Can you explain more about the "Coqui XTTS Lasinya" models that the code is using? What are these, and how were they trained/finetuned? I'm assuming you're the one who uploaded them to huggingface, but there's no model card or README https://huggingface.co/KoljaB/XTTS_Models
Yeah I really dislike the whisperiness of this voice "Lasinya". It sounds too much like an erotic phone service. I wonder if there's any alternative voice? I don't see Lasinya even mentioned in the public coqui models: https://github.com/coqui-ai/STT-models/releases . But I don't see a list of other model names I could use either.
I tried to select kokoro in the python module but it says in the logs that only coqui is available. I do have to say the coqui models sound really good, it's just the type of voice that puts me off.
The default prompt is also way too "girlfriendy" but that was easily fixed. But for the voice, I simply don't know what the other options are for this engine.
PS: Forgive my criticism of the default voice but I'm really impressed with the responsiveness of this. It really responds so fast. Thanks for making this!

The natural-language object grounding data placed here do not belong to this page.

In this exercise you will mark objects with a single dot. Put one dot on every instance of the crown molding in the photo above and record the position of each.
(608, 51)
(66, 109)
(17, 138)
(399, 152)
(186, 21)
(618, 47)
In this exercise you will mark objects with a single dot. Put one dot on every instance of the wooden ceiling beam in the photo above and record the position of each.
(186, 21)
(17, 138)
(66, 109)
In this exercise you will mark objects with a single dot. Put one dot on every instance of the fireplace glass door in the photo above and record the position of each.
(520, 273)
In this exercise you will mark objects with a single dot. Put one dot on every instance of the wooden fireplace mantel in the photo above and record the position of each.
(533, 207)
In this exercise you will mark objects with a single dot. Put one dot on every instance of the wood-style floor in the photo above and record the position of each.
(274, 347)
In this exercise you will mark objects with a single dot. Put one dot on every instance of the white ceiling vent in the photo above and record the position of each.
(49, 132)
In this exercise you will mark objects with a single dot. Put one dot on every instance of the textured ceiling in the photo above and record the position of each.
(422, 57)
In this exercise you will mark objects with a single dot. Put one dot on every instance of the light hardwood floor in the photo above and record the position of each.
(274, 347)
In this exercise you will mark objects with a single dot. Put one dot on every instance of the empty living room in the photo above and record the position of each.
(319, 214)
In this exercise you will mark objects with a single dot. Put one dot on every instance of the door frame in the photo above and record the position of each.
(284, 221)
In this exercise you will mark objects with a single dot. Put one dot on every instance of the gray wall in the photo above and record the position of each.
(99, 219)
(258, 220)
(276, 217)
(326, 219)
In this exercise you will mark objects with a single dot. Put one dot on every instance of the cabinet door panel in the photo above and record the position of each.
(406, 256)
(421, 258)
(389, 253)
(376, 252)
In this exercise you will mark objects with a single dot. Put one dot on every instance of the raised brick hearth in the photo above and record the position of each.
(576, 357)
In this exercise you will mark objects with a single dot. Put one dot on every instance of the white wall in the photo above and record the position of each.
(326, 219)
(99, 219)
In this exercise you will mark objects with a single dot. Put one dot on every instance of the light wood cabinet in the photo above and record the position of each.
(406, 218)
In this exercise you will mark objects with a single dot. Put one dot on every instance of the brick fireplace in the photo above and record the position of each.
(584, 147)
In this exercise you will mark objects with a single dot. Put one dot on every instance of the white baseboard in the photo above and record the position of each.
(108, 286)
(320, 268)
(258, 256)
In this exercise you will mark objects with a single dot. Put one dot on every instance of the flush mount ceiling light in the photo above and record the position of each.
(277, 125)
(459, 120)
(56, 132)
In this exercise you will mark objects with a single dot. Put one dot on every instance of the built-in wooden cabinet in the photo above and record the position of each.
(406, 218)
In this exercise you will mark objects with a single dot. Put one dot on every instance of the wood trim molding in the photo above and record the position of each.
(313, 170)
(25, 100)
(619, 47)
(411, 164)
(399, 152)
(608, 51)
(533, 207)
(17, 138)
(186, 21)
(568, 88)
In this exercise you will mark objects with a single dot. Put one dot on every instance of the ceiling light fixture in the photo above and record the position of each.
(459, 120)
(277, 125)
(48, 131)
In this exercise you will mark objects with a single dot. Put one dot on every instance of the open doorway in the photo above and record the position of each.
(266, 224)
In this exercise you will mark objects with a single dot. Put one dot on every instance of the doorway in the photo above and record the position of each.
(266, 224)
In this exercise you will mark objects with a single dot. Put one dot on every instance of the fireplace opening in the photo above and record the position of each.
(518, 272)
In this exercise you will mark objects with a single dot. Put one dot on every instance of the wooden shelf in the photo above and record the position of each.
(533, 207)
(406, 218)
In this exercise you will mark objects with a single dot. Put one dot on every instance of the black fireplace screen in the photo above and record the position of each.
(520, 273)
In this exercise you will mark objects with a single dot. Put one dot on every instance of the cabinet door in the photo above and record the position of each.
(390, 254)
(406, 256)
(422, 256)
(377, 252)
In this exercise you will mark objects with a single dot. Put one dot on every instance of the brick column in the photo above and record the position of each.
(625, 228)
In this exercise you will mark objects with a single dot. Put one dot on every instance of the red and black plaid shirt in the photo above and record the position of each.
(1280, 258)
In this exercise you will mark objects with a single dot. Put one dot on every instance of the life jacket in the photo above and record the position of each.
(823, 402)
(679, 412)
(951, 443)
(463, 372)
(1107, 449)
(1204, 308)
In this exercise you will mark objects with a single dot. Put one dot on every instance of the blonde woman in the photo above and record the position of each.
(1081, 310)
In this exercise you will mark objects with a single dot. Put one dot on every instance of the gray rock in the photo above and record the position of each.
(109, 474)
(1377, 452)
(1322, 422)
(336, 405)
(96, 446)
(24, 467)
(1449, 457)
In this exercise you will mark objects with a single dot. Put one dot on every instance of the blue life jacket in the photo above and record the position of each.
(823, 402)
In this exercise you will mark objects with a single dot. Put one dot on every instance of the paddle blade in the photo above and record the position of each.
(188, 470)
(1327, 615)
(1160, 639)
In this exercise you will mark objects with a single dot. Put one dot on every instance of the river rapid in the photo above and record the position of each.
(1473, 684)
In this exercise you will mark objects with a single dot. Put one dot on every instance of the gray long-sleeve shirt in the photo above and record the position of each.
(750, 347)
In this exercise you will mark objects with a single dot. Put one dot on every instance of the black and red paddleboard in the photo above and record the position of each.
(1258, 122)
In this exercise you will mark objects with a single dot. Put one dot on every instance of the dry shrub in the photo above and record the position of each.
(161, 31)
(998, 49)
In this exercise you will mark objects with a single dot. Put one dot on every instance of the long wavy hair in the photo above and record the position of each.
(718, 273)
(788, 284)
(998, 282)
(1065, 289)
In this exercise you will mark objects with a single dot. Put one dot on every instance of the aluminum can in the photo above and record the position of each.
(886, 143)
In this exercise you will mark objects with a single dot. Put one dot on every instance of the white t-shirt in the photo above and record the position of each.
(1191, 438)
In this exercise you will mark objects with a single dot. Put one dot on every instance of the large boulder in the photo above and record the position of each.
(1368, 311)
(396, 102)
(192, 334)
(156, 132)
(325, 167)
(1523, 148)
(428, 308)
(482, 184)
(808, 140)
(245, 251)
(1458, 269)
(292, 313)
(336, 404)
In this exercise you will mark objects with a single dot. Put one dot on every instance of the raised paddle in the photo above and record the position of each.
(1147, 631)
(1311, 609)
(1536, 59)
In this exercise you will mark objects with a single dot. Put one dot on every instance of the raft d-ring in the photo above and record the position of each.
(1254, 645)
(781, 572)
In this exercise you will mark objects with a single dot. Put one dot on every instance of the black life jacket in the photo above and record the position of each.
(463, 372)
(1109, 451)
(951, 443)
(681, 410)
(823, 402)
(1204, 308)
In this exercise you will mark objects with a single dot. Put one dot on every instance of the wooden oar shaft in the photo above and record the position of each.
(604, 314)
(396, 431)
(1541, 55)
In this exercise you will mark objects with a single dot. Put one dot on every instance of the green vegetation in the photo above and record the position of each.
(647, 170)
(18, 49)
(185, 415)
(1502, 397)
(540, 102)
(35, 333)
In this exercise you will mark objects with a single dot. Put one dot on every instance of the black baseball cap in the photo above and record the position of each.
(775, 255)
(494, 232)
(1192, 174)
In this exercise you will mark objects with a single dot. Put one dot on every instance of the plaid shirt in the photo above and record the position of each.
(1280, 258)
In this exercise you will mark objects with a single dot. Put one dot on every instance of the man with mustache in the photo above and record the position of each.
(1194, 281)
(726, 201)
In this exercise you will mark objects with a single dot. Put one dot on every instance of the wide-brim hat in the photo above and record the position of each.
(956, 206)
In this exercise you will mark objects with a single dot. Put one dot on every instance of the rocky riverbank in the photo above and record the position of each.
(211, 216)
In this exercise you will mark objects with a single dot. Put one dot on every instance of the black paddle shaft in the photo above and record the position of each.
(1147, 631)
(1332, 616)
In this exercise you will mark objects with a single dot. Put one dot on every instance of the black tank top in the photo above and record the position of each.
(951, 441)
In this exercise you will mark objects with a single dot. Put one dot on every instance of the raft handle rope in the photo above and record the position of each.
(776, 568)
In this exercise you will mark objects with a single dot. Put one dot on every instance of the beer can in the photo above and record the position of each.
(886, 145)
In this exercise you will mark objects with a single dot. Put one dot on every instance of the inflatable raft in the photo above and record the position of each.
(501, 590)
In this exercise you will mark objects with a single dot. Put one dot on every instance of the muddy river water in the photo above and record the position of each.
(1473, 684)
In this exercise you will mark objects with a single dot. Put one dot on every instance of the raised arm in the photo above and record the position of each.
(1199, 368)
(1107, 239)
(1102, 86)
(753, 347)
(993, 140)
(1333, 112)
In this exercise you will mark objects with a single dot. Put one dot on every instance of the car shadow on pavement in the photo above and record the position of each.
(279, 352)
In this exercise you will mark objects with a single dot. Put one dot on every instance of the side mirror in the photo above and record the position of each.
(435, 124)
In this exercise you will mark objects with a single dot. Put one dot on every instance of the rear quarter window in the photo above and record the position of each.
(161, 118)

Create a subfolder in the app container: ./models/some_folder_name
Copy the files from your desired voice into that folder: config.json, model.pth, vocab.json and speakers_xtts.pth (you can copy the speakers_xtts.pth from Lasinya, it's the same for every voice)
Then change the specific_model="Lasinya" line in audio_module.py into specific_model="some_folder_name".
If you change TTS_START_ENGINE to "kokoro" in server.py it's supposed to work, what does happen then? Can you post the log message?
I didn't realise that you custom-made that voice. Would you have some links to other out-of-the-box voices for coqui? I'm having some trouble finding them. I think from seeing the demo page that the idea is that you clone someone else's voice or something with that engine. Because I don't see any voices listed. I've never seen it before.
And yes I switched to Kokoro now, I thought it was the default already but then I saw there were 3 lines configuring the same thing. So that's working. Kokoro isn't quite as good though as coqui, that's why I'm wondering about that. I also used kokoro on openwebui and I wasn't very happy with it there either. It's fast, but some pronounciation is weird. Also, it would be amazing to have bilingual TTS (English/Spanish in my case). And it looks like Coqui might be able to do that.
Didn't find many coqui finetunes too so far. I have David Attenborough and Snoop Dogg finetunes on my huggingface, quality is medium.
Coqui can to 17 languages. The problem with RealtimeVoiceChat repo is turn detection, the model I use to determine if a partial sentence indicates turn change is trained on english corpus only.
In case it's not clear, I'm talking about the models referenced here. https://github.com/KoljaB/RealtimeVoiceChat/blob/main/code/a...